Tunç Şatıroğlu ise düşük gelen verilerin Şahap Kavcıoğlu dönemine atıfla “şahabi para politikası”nın yolunu açabileceğini savundu. Şatıroğlu, “Son TÜİK enflasyon verisinden sonra daha fazla faiz indirimi için alan açılmış oldu” ifadelerini kullandı. Bir diğer paylaşımında ise Türkiye’nin G20 ülkeleri arasında en yüksek enflasyona sahip ülke konumunu koruduğunu, dünyada ise Venezuela, Güney Sudan, İran ve Burundi’nin ardından beşinci sırada yer aldığını belirtti.

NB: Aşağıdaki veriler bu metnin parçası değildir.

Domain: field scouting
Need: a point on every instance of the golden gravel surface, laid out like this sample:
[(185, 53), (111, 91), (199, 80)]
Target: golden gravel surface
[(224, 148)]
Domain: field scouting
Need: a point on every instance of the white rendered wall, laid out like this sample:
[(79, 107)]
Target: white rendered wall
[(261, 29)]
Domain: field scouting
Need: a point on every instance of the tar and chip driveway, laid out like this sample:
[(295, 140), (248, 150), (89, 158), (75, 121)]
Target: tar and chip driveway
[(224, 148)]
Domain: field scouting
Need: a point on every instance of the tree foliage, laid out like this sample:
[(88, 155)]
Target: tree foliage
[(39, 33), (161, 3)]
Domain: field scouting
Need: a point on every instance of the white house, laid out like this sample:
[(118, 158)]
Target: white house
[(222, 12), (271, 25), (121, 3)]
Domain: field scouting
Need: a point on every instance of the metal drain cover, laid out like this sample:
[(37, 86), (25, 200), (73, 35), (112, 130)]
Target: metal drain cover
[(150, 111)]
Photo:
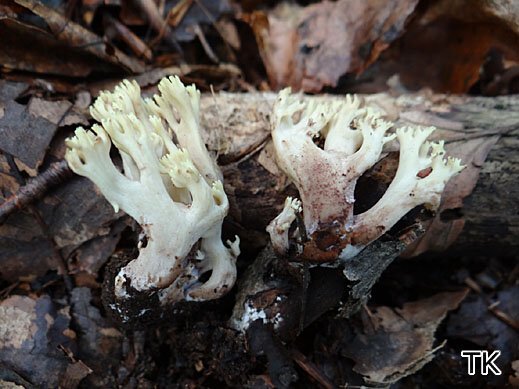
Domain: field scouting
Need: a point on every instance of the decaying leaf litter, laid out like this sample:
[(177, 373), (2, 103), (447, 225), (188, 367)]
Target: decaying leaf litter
[(57, 232)]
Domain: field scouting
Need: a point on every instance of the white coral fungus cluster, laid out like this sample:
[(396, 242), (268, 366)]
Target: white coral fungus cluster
[(324, 147), (170, 185)]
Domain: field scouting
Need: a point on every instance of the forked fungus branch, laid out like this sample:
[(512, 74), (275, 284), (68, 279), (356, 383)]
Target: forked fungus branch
[(352, 138), (170, 185)]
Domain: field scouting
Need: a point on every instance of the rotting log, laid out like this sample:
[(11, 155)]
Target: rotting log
[(480, 212)]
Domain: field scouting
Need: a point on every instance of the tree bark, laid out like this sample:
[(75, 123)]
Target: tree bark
[(477, 215)]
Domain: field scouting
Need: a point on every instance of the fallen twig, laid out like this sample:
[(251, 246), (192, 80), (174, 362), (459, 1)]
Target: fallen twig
[(35, 188)]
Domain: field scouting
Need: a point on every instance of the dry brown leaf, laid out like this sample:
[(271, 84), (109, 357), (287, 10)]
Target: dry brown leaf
[(311, 48), (401, 340), (30, 332)]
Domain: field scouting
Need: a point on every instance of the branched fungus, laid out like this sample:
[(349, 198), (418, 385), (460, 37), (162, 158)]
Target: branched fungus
[(352, 138), (170, 185)]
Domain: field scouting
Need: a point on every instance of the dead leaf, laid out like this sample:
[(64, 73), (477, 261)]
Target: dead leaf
[(21, 134), (475, 323), (30, 332), (60, 113), (401, 340), (311, 48)]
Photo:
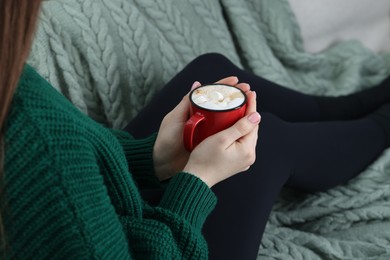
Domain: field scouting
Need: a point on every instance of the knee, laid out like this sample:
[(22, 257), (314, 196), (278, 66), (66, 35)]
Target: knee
[(213, 58)]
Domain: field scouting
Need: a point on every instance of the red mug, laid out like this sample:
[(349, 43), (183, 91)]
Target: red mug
[(210, 113)]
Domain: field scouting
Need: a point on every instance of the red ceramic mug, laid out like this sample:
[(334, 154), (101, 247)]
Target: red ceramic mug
[(214, 107)]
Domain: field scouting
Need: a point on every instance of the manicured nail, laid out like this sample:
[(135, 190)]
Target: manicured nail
[(254, 118), (195, 85)]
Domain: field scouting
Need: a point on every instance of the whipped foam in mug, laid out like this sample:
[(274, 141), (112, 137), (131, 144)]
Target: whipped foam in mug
[(218, 97)]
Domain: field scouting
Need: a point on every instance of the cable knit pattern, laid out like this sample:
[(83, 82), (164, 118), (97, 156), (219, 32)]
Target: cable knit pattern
[(109, 57)]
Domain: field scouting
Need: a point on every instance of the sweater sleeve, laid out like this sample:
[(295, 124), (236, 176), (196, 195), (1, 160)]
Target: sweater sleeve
[(139, 155), (173, 229)]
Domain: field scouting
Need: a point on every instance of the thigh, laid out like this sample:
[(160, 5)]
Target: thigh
[(235, 227), (208, 68)]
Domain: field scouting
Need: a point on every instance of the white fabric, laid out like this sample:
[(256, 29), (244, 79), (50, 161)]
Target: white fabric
[(326, 22)]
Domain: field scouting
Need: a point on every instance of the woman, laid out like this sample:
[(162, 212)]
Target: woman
[(73, 189)]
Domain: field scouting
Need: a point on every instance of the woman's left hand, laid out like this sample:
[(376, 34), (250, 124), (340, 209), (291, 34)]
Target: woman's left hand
[(169, 154)]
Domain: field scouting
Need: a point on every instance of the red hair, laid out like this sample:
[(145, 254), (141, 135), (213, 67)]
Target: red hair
[(17, 24)]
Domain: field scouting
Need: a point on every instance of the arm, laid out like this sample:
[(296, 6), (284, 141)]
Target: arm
[(139, 155)]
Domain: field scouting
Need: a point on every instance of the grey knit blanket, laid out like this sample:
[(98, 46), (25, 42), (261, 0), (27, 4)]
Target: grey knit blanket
[(109, 57)]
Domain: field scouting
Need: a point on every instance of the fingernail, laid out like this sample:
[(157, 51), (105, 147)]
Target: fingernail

Ekonomist Emre Alkin ise açıklanan TÜFE’nin yüzde 2,55 ile beklenti olan yüzde 3’ün altında geldiğini hatırlatarak, “Geçen aya göre yıllık enflasyon düşük çıksın diye bir durum oluşuyor” yorumunda bulundu.
“YILLIK ORAN 4 AYDIR YÜZDE 33’E TAKILDI”
Fatih Özatay, aylık oranın yüksekliğine dikkat çekerek, bu seviyenin yıl geneline yayılması durumunda yıllık enflasyonun yüzde 35'e ulaşabileceğini hesapladı. Özatay, yıllık enflasyonun dört aydır yaklaşık yüzde 33 civarında seyrettiğini belirtti ve bu gidişatla 2026 hedefinin oldukça uzak göründüğünü söyledi.
Dr. Barış Esen ise ekim ayı verisinin piyasa beklentisinin altında gelmesini olumlu değerlendirdi. “Korkulan olmadı” ifadesini kullanan Esen, aylık artışın yüzde 2,55, yıllık artışın ise yüzde 32,87 olarak gerçekleştiğini aktardı.
“ENAG İLE TÜİK ARASIND AFARK YILLIKTA 2 KATA YAKIN"
Prof. Dr. Şenol Babuşcu ise, ENAG ile TÜİK arasındaki 10 aylık kümülatif enflasyon farkının yüzde 20,96’ya ulaştığını açıkladı. Babuşcu’nun paylaştığı tabloya göre, Ekim 2025 itibarıyla yıllık enflasyon TÜİK’e göre yüzde 32,87, İstanbul Ticaret Odası’na (İTO) göre yüzde 40,84, ENAG’a göre ise yüzde 60,00 olarak hesaplandı. “ENAG ile TÜİK arasında enflasyon hesaplamalarında fark yıllıkta 2 kata yakın” diyen Babuşcu, veri güvenilirliği tartışmalarına dikkat çekti.